Mean field games of major-minor agents with recursive functionals

TL;DR

This paper introduces a new class of mean field games with a major agent and many minor agents, where the agents' recursive functionals are modeled via nonlinear BSDEs, and develops a unified analytical framework for these complex interactions.

Contribution

It proposes the recursive major-minor (RMM) framework with a novel structural scheme for analyzing complex couplings and derives equilibrium conditions, extending mean field game theory.

Findings

Established a general RMM modeling approach using empirical averages.

Developed a unified structural scheme for analyzing complex couplings.

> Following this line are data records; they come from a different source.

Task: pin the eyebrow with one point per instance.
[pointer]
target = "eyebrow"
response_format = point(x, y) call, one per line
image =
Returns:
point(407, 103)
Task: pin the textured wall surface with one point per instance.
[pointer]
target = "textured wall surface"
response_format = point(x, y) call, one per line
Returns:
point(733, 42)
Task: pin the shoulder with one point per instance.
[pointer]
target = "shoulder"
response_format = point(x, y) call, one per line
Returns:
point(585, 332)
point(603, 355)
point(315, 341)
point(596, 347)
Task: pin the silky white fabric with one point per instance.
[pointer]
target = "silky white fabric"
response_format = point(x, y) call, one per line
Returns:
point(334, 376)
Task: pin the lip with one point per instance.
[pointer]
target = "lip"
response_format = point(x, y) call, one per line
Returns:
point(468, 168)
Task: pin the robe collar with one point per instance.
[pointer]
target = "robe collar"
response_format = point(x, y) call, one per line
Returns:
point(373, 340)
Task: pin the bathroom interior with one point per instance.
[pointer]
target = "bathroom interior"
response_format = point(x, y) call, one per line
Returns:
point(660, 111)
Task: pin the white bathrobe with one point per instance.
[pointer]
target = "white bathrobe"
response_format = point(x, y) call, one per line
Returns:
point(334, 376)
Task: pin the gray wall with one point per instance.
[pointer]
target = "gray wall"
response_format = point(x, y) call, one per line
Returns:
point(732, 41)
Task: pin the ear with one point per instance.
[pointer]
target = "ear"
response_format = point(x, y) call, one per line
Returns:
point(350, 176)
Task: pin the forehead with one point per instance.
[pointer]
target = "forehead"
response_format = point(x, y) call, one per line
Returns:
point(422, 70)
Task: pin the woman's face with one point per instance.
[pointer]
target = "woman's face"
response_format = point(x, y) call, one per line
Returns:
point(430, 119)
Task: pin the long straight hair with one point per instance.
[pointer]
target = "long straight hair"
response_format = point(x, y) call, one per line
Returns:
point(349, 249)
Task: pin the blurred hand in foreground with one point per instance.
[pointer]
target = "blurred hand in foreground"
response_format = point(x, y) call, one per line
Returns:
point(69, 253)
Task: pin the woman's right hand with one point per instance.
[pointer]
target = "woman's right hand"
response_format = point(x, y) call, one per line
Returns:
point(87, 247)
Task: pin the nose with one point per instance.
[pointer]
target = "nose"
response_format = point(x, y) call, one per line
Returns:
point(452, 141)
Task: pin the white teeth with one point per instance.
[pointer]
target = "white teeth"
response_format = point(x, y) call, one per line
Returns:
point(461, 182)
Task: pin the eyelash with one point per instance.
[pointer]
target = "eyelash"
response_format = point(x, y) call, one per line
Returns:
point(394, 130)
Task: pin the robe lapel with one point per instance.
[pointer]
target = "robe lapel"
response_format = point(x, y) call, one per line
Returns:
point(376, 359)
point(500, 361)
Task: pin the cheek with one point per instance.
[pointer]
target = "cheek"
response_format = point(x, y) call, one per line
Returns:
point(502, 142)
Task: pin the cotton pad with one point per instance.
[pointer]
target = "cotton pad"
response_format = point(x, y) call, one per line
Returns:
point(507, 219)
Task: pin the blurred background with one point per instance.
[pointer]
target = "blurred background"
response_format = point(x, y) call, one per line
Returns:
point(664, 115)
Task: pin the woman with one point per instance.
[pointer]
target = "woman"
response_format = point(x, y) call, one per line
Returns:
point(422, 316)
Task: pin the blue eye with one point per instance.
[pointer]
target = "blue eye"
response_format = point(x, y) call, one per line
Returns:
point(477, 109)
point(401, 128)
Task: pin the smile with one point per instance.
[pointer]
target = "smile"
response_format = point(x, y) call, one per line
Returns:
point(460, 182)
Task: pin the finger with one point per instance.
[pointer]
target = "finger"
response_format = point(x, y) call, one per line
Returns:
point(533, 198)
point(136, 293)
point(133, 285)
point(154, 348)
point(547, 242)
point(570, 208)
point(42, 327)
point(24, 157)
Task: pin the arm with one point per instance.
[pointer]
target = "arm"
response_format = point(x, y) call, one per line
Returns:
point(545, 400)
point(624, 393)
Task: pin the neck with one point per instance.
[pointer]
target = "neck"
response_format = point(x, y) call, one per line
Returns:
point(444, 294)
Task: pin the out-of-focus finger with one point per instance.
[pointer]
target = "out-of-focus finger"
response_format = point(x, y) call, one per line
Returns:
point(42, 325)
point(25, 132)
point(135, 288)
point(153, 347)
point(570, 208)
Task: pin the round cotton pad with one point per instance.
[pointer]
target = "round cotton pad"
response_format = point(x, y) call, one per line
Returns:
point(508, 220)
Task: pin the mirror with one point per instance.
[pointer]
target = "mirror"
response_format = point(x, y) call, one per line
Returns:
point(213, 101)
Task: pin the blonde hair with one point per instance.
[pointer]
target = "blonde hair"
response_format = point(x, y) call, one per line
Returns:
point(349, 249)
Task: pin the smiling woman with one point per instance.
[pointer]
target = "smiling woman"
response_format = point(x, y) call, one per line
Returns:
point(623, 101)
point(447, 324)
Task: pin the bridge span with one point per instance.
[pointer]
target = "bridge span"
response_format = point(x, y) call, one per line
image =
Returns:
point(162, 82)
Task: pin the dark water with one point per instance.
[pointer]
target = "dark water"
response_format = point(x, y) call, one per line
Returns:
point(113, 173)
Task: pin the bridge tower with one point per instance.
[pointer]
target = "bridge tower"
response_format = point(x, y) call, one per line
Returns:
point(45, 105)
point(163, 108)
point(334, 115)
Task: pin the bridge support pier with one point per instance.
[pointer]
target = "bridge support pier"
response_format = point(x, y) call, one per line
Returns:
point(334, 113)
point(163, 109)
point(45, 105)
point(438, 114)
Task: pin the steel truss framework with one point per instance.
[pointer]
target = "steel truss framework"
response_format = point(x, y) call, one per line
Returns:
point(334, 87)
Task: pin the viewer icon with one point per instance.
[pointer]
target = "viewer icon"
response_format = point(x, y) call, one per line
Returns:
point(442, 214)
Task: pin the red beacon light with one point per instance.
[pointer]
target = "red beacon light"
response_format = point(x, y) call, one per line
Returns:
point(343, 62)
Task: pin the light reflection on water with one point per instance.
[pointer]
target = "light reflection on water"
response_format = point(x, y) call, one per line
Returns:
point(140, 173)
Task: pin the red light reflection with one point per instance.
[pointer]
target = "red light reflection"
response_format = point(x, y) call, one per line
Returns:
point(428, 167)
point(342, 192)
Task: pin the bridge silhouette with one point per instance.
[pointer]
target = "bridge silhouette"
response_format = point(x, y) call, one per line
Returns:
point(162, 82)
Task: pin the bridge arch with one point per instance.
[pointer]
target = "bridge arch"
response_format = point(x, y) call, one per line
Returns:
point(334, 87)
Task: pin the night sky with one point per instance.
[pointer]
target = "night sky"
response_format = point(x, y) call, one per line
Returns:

Explored linear-quadratic RMM problems for illustrative insights.

Abstract

This paper investigates a novel class of mean field games involving a major agent and numerous minor agents, where the agents' functionals are recursive with nonlinear backward stochastic differential equation (BSDE) representations. We term these games "recursive major-minor" (RMM) problems. Our RMM modeling is quite general, as it employs empirical (state, control) averages to define the weak couplings in both the functionals and dynamics of all agents, regardless of their status as major or minor. We construct an auxiliary limiting problem of the RMM by a novel unified structural scheme combining a bilateral perturbation with a mixed hierarchical recomposition. This scheme has its own merits as it can be applied to analyze more complex coupling structures than those in the current RMM. Subsequently, we derive the corresponding consistency condition and explore asymptotic RMM equilibria. Additionally, we examine the RMM problem in specific linear-quadratic settings for illustrative purposes.